Tolarian Winds was the big lure that people designing this deck fell for. Tolarian Winds is amazing — no doubt about it. It is simply too slow. To support Winds you have to increase your mana count in some manner, generally by playing with at least three more off-color Moxen. They clog the deck and make it wretched. Winds is sweet on paper, but when you see how my deck operates, you’ll see it’s the wrong way to go. It makes this deck not a Gro deck, but something much worse.

I entertained a million different options, from Gamble to Unmask to Filth. Anything you suggest, I’m fairly certain I’ve tried it. What you see here is the product of several weeks of intensive testing with the whole brain trust of Team Meandeck on the job.
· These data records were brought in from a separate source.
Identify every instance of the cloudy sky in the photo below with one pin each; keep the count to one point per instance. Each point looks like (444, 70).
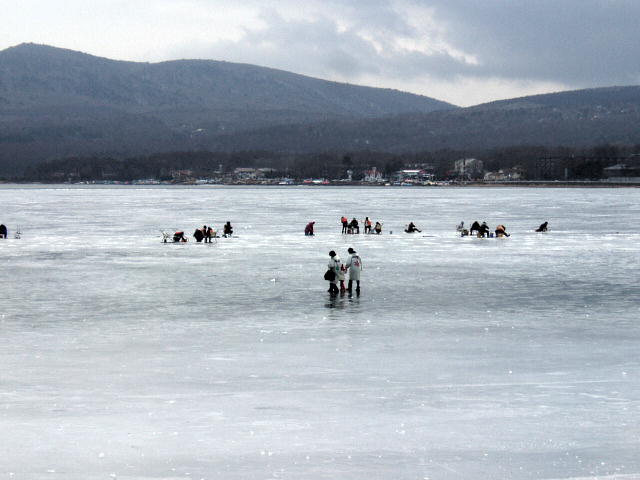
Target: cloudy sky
(461, 51)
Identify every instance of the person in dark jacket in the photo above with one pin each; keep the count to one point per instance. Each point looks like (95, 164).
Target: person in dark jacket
(501, 231)
(308, 230)
(354, 226)
(484, 230)
(543, 227)
(179, 236)
(411, 228)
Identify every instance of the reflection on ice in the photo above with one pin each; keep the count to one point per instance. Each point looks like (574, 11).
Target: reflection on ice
(124, 357)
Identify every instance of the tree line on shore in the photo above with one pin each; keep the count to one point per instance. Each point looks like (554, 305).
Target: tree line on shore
(535, 162)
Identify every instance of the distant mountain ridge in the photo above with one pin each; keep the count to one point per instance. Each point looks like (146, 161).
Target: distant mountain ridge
(58, 103)
(575, 118)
This decks trickiest matchup is the one I’ve been spending the most time on: Brassman Gifts, followed by Control Slaver. I’m going to reserve the analysis of those matchups for my next article. Generally speaking, this deck smashes Stax and Fish and splits with Brassman Gifts and Control Slaver. It splits with Combo, but smashes Oath.

Pay attention to the Mana Drain and you’ll find out how I do!